Child of Flame
Page 101
A messenger came from the vanguard: the Eagle, representing the king’s ear, must ride in the front. With trepidation, Hanna left her good companions among the Lions and rode forward to take her place, as circumspectly as possible, beside Brother Breschius.
“Stay near me,” he said in a low voice. “I’ll do my best to keep you out of their way.”
“I thank you, friend.”
The gates were opened and they advanced into the city. The townsfolk greeted Bayan and Sapientia and their ragged army with cheers, but Hanna noted that the streets weren’t crowded despite this welcome. She wondered how many had already fled west into the march of the Villams.
Biscop Alberada met them on the steps of the episcopal palace, dressed in the full splendor of her office and wearing at her throat the gold torque that signaled her royal ancestry. A number of noble ladies and lords attended her, including one dashing man who wore the peaked cap common to the Polenie. The biscop waited until Princess Sapientia dismounted, then descended the steps to greet her and Prince Ekkehard. With such precisely measured greetings did the nobles mark out their status and territory. Had it been King Henry riding into Handelburg, the biscop would have met him on the road outside of town. Had it been Margrave Villam, come to pay his respects, Alberada would have remained inside so that he had to come in to her.

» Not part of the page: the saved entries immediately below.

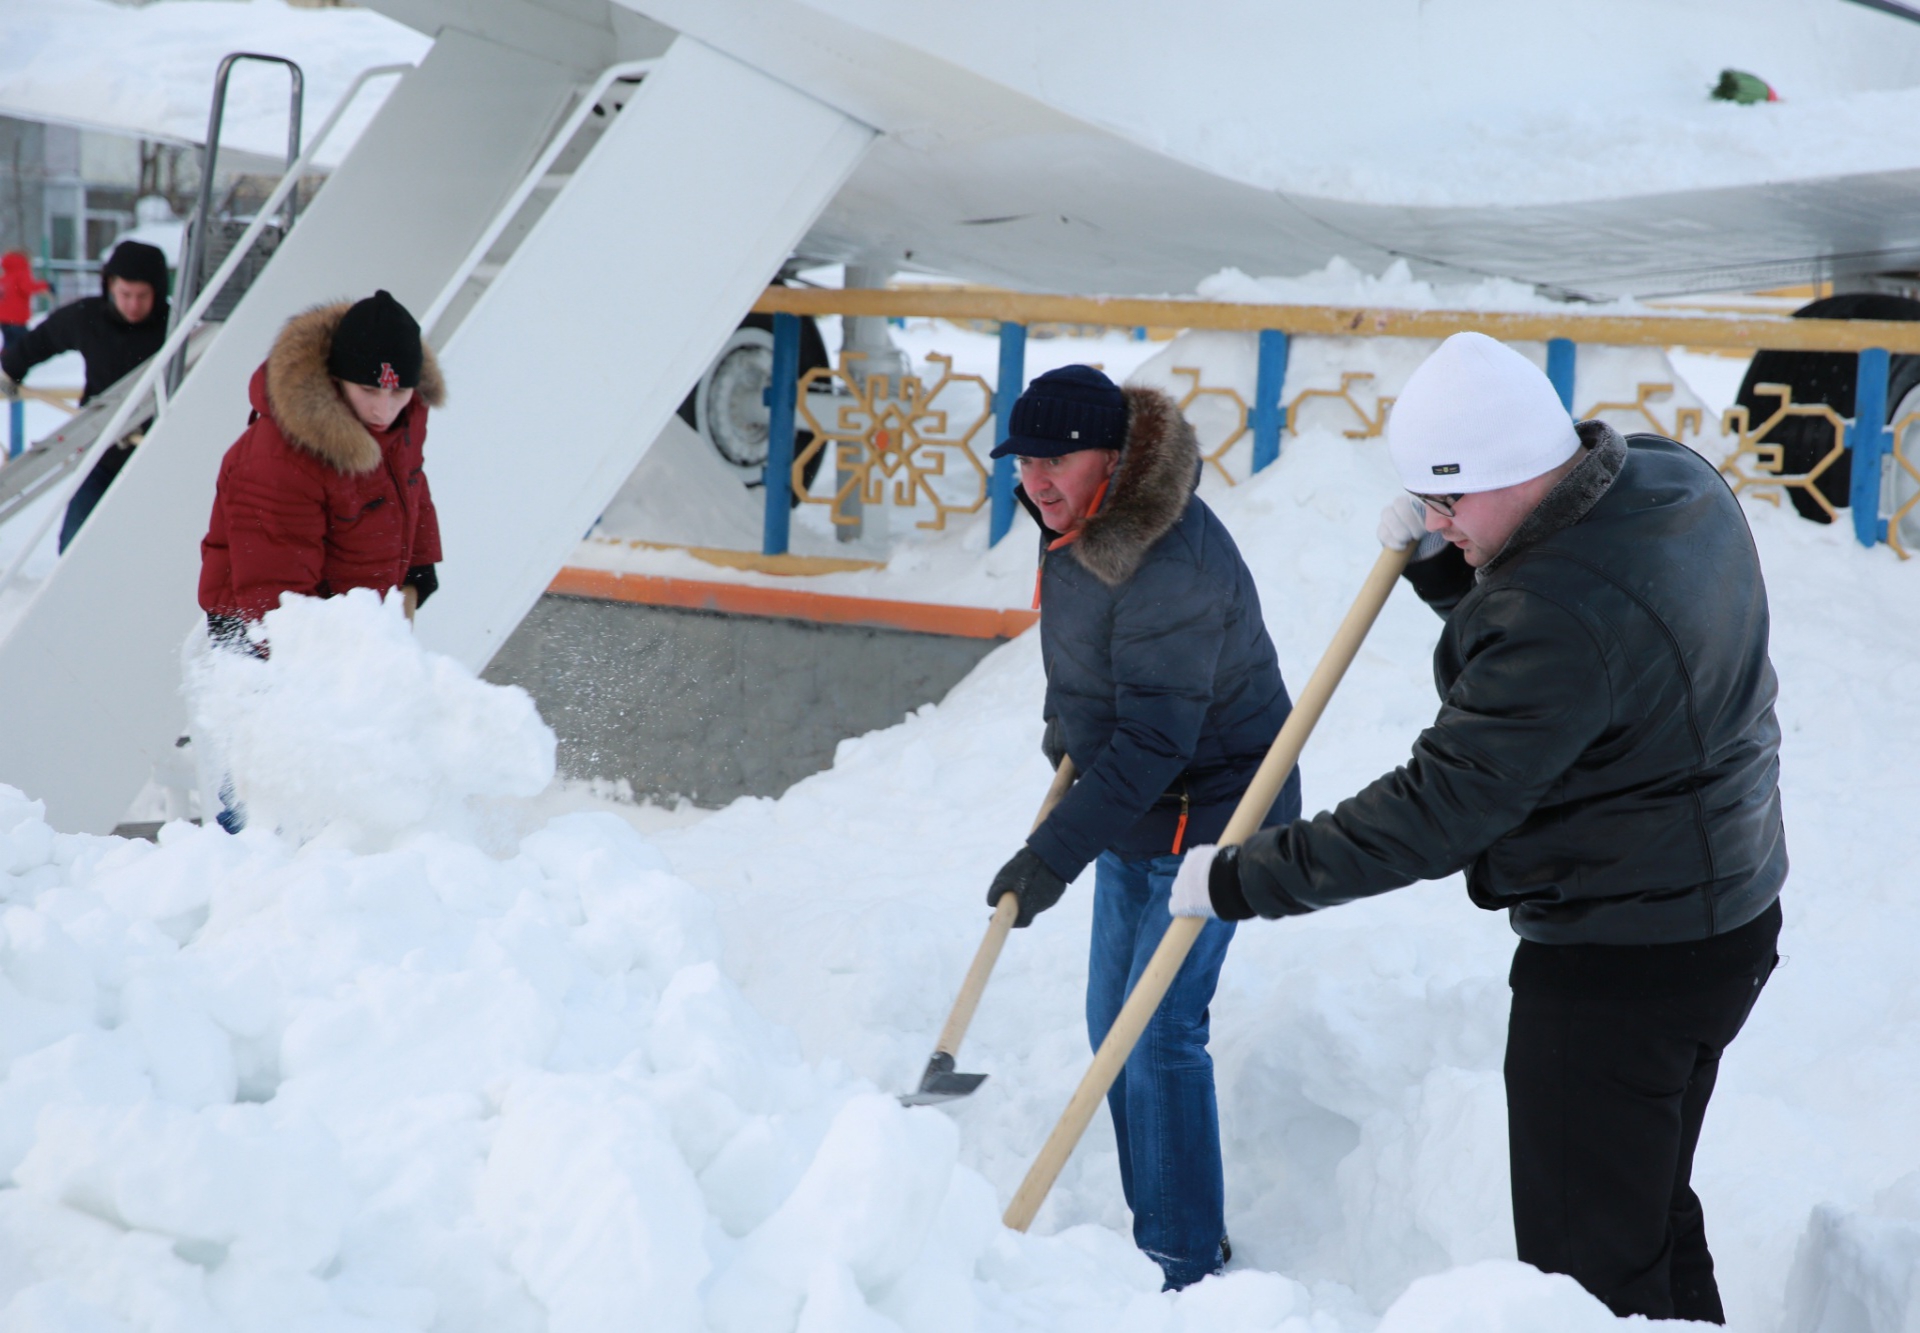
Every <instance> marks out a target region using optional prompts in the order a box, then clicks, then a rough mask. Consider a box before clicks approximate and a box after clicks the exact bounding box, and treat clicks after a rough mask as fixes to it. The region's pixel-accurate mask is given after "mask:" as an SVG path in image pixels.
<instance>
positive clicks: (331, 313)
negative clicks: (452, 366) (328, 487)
mask: <svg viewBox="0 0 1920 1333" xmlns="http://www.w3.org/2000/svg"><path fill="white" fill-rule="evenodd" d="M351 305H353V302H334V303H330V305H315V307H313V309H309V311H303V313H300V315H294V317H292V319H288V321H286V327H284V328H282V330H280V336H278V338H275V340H273V351H271V353H267V403H269V407H271V409H273V421H275V424H276V426H280V434H282V436H286V440H288V444H294V446H298V448H301V449H305V451H307V453H311V455H315V457H317V459H321V461H323V463H326V465H328V467H334V469H338V471H342V473H349V474H359V473H371V471H372V469H376V467H380V446H378V442H374V438H372V434H371V432H369V430H367V426H363V424H361V423H359V417H355V415H353V409H351V407H348V403H346V400H344V398H340V390H336V388H334V382H332V378H330V376H328V375H326V353H328V351H330V350H332V346H334V328H338V327H340V321H342V317H346V313H348V309H351ZM420 351H422V359H420V386H419V388H417V390H415V398H419V400H420V401H422V403H426V405H428V407H440V405H442V403H444V401H447V382H445V380H444V378H442V376H440V361H436V359H434V350H432V348H420Z"/></svg>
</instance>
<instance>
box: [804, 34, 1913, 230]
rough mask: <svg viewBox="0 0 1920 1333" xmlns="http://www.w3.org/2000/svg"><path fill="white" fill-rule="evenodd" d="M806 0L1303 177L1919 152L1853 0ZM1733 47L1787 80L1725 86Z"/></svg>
mask: <svg viewBox="0 0 1920 1333" xmlns="http://www.w3.org/2000/svg"><path fill="white" fill-rule="evenodd" d="M808 4H812V6H814V8H818V10H826V12H829V13H833V15H837V17H843V19H849V21H852V23H856V25H862V27H868V29H874V31H879V33H885V35H889V36H893V38H897V40H902V42H908V44H912V46H918V48H922V50H929V52H935V54H939V56H941V58H945V60H950V61H956V63H960V65H966V67H970V69H975V71H979V73H983V75H987V77H991V79H996V81H1000V83H1006V85H1008V86H1014V88H1020V90H1023V92H1029V94H1031V96H1035V98H1039V100H1043V102H1048V104H1052V106H1058V108H1062V109H1064V111H1069V113H1073V115H1079V117H1081V119H1087V121H1091V123H1094V125H1104V127H1112V129H1114V131H1117V133H1121V134H1125V136H1129V138H1135V140H1137V142H1142V144H1148V146H1152V148H1156V150H1160V152H1165V154H1171V156H1175V158H1185V159H1187V161H1194V163H1198V165H1202V167H1208V169H1210V171H1215V173H1219V175H1225V177H1233V179H1240V181H1248V182H1252V184H1260V186H1265V188H1275V190H1288V192H1298V194H1306V196H1319V198H1334V200H1352V202H1365V204H1409V206H1463V207H1480V206H1486V204H1492V202H1500V204H1507V206H1521V204H1557V202H1571V200H1592V198H1617V196H1622V194H1661V192H1668V190H1701V188H1711V186H1732V184H1747V182H1761V181H1793V179H1820V177H1832V175H1843V173H1851V171H1905V169H1912V167H1914V165H1916V163H1920V129H1916V125H1920V121H1916V115H1914V111H1916V109H1920V86H1916V85H1920V27H1916V25H1914V23H1905V21H1901V19H1895V17H1891V15H1884V13H1874V12H1872V10H1866V8H1860V6H1855V4H1841V2H1839V0H1692V2H1690V4H1670V2H1667V0H1617V2H1615V4H1605V6H1592V4H1576V2H1572V0H1551V2H1548V4H1542V2H1540V0H1452V2H1448V4H1430V2H1427V0H1348V2H1346V4H1323V6H1313V4H1265V6H1261V4H1200V6H1185V8H1183V10H1181V12H1179V15H1177V17H1169V13H1167V12H1165V8H1164V6H1158V4H1152V0H1119V2H1116V0H1058V2H1056V4H1050V6H1044V8H1043V10H1035V8H1033V6H1029V4H1023V2H1021V0H981V2H977V4H972V6H950V4H937V2H933V0H808ZM1062 52H1073V58H1071V60H1062ZM1730 65H1732V67H1738V69H1747V71H1753V73H1757V75H1761V77H1763V79H1766V81H1770V83H1772V85H1774V88H1776V90H1778V92H1780V98H1782V100H1780V102H1774V104H1766V106H1732V104H1724V102H1711V100H1709V98H1707V90H1709V88H1711V86H1713V83H1715V79H1718V75H1720V69H1724V67H1730Z"/></svg>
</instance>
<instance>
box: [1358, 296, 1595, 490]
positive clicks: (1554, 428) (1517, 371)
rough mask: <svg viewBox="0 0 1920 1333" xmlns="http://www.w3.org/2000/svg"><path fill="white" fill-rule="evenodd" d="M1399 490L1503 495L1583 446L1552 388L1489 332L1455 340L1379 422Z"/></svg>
mask: <svg viewBox="0 0 1920 1333" xmlns="http://www.w3.org/2000/svg"><path fill="white" fill-rule="evenodd" d="M1386 448H1388V451H1392V455H1394V467H1396V469H1400V484H1402V486H1405V488H1407V490H1411V492H1417V494H1428V496H1434V494H1453V492H1461V494H1467V492H1478V490H1500V488H1501V486H1513V484H1517V482H1524V480H1532V478H1534V476H1540V474H1542V473H1551V471H1553V469H1555V467H1559V465H1561V463H1565V461H1567V459H1571V457H1572V455H1574V451H1576V449H1578V448H1580V434H1578V432H1576V430H1574V428H1572V417H1569V415H1567V407H1565V405H1561V400H1559V394H1555V392H1553V382H1551V380H1548V376H1546V375H1542V373H1540V369H1538V367H1536V365H1534V363H1532V361H1528V359H1526V357H1523V355H1521V353H1519V351H1515V350H1513V348H1509V346H1505V344H1503V342H1498V340H1494V338H1488V336H1486V334H1475V332H1465V334H1453V336H1452V338H1448V340H1446V342H1442V344H1440V346H1438V348H1436V350H1434V353H1432V355H1430V357H1427V359H1425V361H1421V365H1419V369H1417V371H1413V375H1411V376H1409V378H1407V386H1405V388H1404V390H1400V398H1396V400H1394V411H1392V415H1390V417H1388V419H1386Z"/></svg>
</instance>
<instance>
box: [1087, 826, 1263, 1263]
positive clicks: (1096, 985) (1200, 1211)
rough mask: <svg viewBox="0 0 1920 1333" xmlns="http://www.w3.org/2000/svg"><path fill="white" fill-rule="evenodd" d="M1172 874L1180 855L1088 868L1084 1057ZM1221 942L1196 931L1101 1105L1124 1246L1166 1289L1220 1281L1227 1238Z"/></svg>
mask: <svg viewBox="0 0 1920 1333" xmlns="http://www.w3.org/2000/svg"><path fill="white" fill-rule="evenodd" d="M1179 868H1181V859H1179V857H1140V859H1139V860H1123V859H1121V857H1117V855H1114V853H1104V855H1102V857H1100V860H1098V862H1094V903H1092V957H1091V960H1089V966H1087V1035H1089V1037H1092V1045H1094V1049H1098V1047H1100V1041H1104V1039H1106V1033H1108V1030H1110V1028H1112V1026H1114V1020H1116V1018H1119V1006H1121V1005H1123V1003H1125V999H1127V993H1129V991H1131V989H1133V985H1135V982H1139V978H1140V972H1142V970H1144V968H1146V960H1148V958H1152V957H1154V947H1156V945H1158V943H1160V937H1162V935H1164V933H1165V930H1167V924H1169V922H1171V920H1173V918H1171V916H1167V893H1169V891H1171V889H1173V874H1175V872H1177V870H1179ZM1231 941H1233V922H1217V920H1215V922H1208V924H1206V928H1204V930H1202V932H1200V939H1196V941H1194V947H1192V953H1188V955H1187V962H1185V964H1181V970H1179V976H1175V978H1173V985H1171V987H1169V989H1167V997H1165V999H1164V1001H1162V1003H1160V1012H1156V1014H1154V1018H1152V1022H1150V1024H1146V1031H1144V1033H1142V1035H1140V1041H1139V1045H1137V1047H1135V1049H1133V1054H1131V1056H1129V1058H1127V1068H1125V1070H1123V1072H1121V1076H1119V1078H1117V1079H1116V1081H1114V1089H1112V1091H1110V1093H1108V1095H1106V1106H1108V1110H1110V1112H1112V1114H1114V1139H1116V1141H1117V1143H1119V1187H1121V1189H1123V1191H1125V1195H1127V1206H1129V1208H1131V1210H1133V1241H1135V1245H1139V1247H1140V1248H1142V1250H1144V1252H1146V1256H1148V1258H1152V1260H1154V1262H1156V1264H1160V1272H1164V1273H1165V1277H1167V1287H1169V1289H1175V1291H1177V1289H1181V1287H1188V1285H1192V1283H1196V1281H1200V1279H1202V1277H1206V1275H1208V1273H1215V1272H1219V1266H1221V1248H1219V1243H1221V1239H1225V1235H1227V1222H1225V1195H1227V1187H1225V1181H1223V1177H1221V1164H1219V1108H1217V1104H1215V1101H1213V1056H1210V1054H1208V1051H1206V1039H1208V1003H1210V1001H1212V999H1213V985H1215V983H1217V982H1219V964H1221V962H1225V958H1227V945H1229V943H1231Z"/></svg>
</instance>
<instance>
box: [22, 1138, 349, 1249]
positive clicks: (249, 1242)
mask: <svg viewBox="0 0 1920 1333" xmlns="http://www.w3.org/2000/svg"><path fill="white" fill-rule="evenodd" d="M13 1179H15V1181H17V1183H19V1187H21V1189H23V1191H25V1193H27V1195H31V1197H36V1199H42V1200H46V1202H61V1204H67V1206H69V1208H77V1210H81V1212H90V1214H94V1216H98V1218H104V1220H108V1222H113V1224H119V1225H125V1227H134V1229H142V1231H157V1233H161V1235H167V1237H173V1239H175V1248H177V1250H179V1252H182V1254H184V1256H196V1258H198V1260H202V1262H205V1264H207V1266H209V1268H211V1266H219V1264H223V1262H227V1258H228V1254H230V1256H232V1258H234V1260H236V1262H248V1264H253V1266H257V1268H265V1270H271V1272H276V1273H288V1275H292V1273H311V1272H313V1270H317V1268H321V1266H323V1264H326V1262H328V1260H330V1258H332V1256H334V1252H336V1250H338V1247H340V1231H342V1227H344V1225H346V1222H348V1216H349V1212H351V1206H353V1199H351V1193H349V1189H348V1185H346V1181H344V1177H342V1170H340V1151H338V1145H336V1143H334V1141H332V1137H330V1135H328V1133H326V1131H324V1129H321V1127H319V1126H317V1124H313V1122H311V1120H305V1118H300V1116H284V1114H278V1112H275V1110H273V1108H267V1106H217V1108H209V1110H205V1112H186V1110H179V1108H175V1106H165V1104H159V1103H144V1104H136V1106H123V1108H113V1106H88V1108H79V1106H71V1108H60V1110H50V1112H42V1116H40V1124H38V1137H36V1139H35V1145H33V1149H29V1152H27V1156H25V1160H23V1162H21V1164H19V1168H17V1170H15V1172H13Z"/></svg>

Sapientia and Ekkehard kissed her hand, as befit her holy station, and she kissed their cheeks, the mark of kinship between them. It was not easy to see the resemblance. Alberada was older than Henry, fading into the winter of her life. In the year since she had presided over Sapientia’s and Bayan’s wedding, she had aged noticeably. Her hair had gone stark white. Her shoulders bowed under the weight of her episcopal robes.
She turned from her niece and nephew to greet Bayan and acknowledge the other nobles, those worthy of her immediate notice. Hanna could not tell whether she meant to greet Bayan’s mother, hidden away in her wagon, or ignore her, but in any case by some silent communication the wagon was drawn away toward the guest wing.
If Biscop Alberada noticed this slight, she gave no sign. “Come, let us get out of the cold. I wish I had better news to greet you with, but troubles assail us on every side.”
“What news?” asked Sapientia eagerly. The long march had made the princess more handsome; what she lacked in wisdom she made up for in enthusiasm and a certain shining light in her face when her interest was engaged.
“Quman armies have attacked the Polenie cities of Mirnik and Girdst. Girdst is burned to the ground. Both the royal fortress and the new church are destroyed.”
“This is sore news!” exclaimed Lady Bertha, who stood to Sapientia’s left.
“Yet there is worse.” It began to rain, a misting drizzle made colder by the cutting wind. “The Polenie king is dead, his wife, Queen Sfildi, is a prisoner of the Quman, and his brother Prince Woloklas has made peace with the Quman to save his own life and lands. This we heard from Duke Boleslas—” She indicated the nobleman standing on the steps above. “—who has taken refuge with his family in my palace.”
“Who rule the Polenie folk, if their king is dead?” asked Bayan.
Evidently Duke Boleslas could not speak Wendish well enough to answer easily, because Alberada replied. “King Sfiatslev’s only surviving child, a daughter, has fled east into the lands of the pagan Starviki to seek aid. Shall I go on?”
Bayan laughed. “Only if I have wine to drink to make the news go down easier. Of wine there is none this past month.”
“Let us move into the hall!” exclaimed the biscop, looking more shocked by this revelation than by the Polenie defeat. Or perhaps she just wanted to get out of the rain, which began to come down in sheets. Her servants hurried away to finish their preparations. “Of course there is wine.”
“Then I fear not to hear your news. The war is not lost if there is wine still to drink.”
Biscop Alberada had laid in a feast worthy of her status as a royal bastard. Because of her kinship with the Polenie royal family, she had been allowed to found the biscopry of Handelburg thirty years ago when only a very young woman newly come to the church. One of King Sfiatslev’s aunts had been taken prisoner during the wars between Wendar and the Polenie fifty years ago, and this young noblewoman had been given to the adolescent Arnulf the Younger as his first concubine, a royal mistress to assuage his youthful lusts while he waited for his betrothed, Berengaria of Varre, to reach marriageable age. In the thirty years Alberada had overseen the growing fortress town of Handelburg, the noble families of the Polenie had all been thoroughly converted to the Daisanite faith in a right and proper manner.